Broadly, it’s like ‘this person knows how to be a person / doesn’t know how to be one’.

Sometimes it is applied to some unwritten rules like ‘know how to bring a fruit gift to an elder family friend’. Or like ‘bring a tasty treat to your mother in law if she really likes food and you’re at a shop that sells her fave snacks get her some’.

But more broadly it means ‘someone who thinks of other people’.

My grandparents / parents often said they didn’t care about what my accomplishments were or weren’t, as long as I knew how to ‘be a person’, and how to be kind. I feel that’s important to me too.

#Chinese #Languages

It annoys me sometimes that in some East Asian cultures it can veer too much into ‘but what will people think of me’?
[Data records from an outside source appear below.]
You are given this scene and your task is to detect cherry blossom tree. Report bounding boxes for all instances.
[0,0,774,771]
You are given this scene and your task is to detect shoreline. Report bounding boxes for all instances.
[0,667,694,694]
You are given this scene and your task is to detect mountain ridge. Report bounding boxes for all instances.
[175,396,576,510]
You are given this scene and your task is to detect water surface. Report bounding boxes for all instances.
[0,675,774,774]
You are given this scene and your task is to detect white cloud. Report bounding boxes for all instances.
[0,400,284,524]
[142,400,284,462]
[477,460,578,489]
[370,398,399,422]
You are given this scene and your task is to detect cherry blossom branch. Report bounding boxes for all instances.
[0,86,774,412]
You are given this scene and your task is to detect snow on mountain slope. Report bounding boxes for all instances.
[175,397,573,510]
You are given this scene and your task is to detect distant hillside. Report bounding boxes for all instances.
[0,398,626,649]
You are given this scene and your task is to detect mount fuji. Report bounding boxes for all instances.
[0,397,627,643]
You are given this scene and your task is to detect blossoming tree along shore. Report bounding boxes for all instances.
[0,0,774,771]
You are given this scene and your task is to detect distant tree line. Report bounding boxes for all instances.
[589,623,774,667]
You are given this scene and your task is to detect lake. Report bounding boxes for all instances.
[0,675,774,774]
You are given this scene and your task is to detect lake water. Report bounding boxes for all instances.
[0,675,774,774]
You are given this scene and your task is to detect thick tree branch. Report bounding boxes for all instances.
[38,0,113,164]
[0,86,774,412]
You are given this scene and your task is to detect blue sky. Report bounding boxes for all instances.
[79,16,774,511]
But a sprinkling of ‘think of other people sometimes. Pls’ would be nice

I think what I like about it is this is more of a verb (it isn’t ’a person who has it or doesn’t have it’) but rather it’s you do it or you don’t so in that sense anybody can start to do that

@skinnylatte

If it's transactional it can become unhealthy.
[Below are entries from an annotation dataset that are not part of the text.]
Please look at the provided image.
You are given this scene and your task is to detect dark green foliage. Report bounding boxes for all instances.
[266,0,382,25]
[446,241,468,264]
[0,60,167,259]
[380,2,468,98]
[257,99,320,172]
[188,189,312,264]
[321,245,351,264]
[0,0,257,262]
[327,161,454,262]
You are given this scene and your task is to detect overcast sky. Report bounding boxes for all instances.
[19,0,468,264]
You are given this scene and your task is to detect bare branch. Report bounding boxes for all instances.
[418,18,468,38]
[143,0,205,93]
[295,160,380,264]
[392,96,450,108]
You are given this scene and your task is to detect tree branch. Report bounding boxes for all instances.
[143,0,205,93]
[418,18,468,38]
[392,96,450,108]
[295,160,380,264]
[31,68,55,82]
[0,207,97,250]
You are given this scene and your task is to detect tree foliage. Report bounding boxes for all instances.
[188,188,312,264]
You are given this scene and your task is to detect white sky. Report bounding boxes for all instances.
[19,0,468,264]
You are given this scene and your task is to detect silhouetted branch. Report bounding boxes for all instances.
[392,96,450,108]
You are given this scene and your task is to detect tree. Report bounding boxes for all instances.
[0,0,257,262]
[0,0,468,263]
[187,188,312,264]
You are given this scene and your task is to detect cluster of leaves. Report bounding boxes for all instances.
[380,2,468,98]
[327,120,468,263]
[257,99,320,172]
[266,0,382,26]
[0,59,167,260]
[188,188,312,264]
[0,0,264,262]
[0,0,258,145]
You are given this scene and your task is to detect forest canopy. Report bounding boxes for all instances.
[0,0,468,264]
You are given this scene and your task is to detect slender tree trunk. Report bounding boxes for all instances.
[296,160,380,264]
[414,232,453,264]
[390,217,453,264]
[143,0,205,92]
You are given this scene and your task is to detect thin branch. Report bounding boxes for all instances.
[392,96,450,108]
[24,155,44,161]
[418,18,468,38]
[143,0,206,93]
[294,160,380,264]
@skinnylatte Makes me think of "savoir-vivre" (knowledge of living), which only means etiquette/civility/politeness
@skinnylatte But "il/elle sait vivre" means they're nice people, and "un bon vivant" means someone who eats and drinks (and is therefore joyful)

@legendarybassoon @skinnylatte

And Italian "sapere vivire" (exactly the same "to know how to live"), which I'm told the Italians use for those folks that come up with the right thing to say in the moment, charm the angry person, and generally smooth the waters of the world as they move through it.